IT WOULD BE EASY TO THINK DESIGNER DANNY SEO was destined to preach

the gospel of green. After all, the 31-year-old eco-living guru was born

on Earth Day, April 22,1977.

But that wasn't actually in his parents' plan. "My

mother had a closet full of furs, and my father was a doctor who

advocated animal testing," says Seo. "I just started getting

into environmental activism when I was little. I think my parents

thought it was just a phase." Well, don't they always?



Longbefore he started talking about nontoxic cleansers and

solar-powered gadgets on CBS's The Early Show and in the pages of

Country Home (where he's an editor at large), the out decorator

from Reading, Pa., started proselytizing in his own backyard. When he

turned 12, Seo told his conservative Korean-American family he wanted to

use his birthday money (a whopping $23) to found the environmental and

animal-rights advocacy group Earth 2000. With equal parts enthusiasm and

naivete, the adolescent Seo organized an antiwhaling demonstration,

provided vegetarian meals to people with AIDS, and rang up lawmakers to

harangue them about pending environmental legislation. Earth 2000

blossomed from barely a dozen members at its start to 25,000 by the time

Seo was 18--making it quite possibly the country's largest

teen-focused nonprofit. "The goal," says Seo, "was to

save the planet by the turn of the millennium. You know, nothing too

ambitious." (For an eco-warrior, Seo has a wicked funny streak.)
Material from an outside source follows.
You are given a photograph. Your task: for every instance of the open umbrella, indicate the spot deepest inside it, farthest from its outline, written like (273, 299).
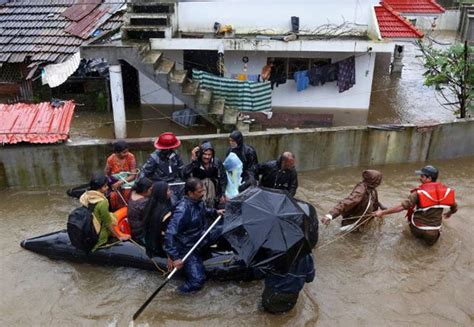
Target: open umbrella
(267, 228)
Despite the boy wonder's success at eco-activism, his path to

enlightened living rooms was hardly direct. After graduating from high

school with a D-minus grade point average--"schoolwork was not

where my priorities were"--Seo scored a book deal with Random House

to write a how-to guide for teen activists. The advance for Generation

React gave Seo the financial freedom to move to Washington, D.C., and

lobby for old-growth forests. But it didn't take long for him to

grow disenchanted with life on the Hill. "In D.C. politics is its

own end," he explains. "I wanted to reach people

directly." Even with that conviction in place, the shift from

lobbyist to lifestyle expert happened somewhat accidentally.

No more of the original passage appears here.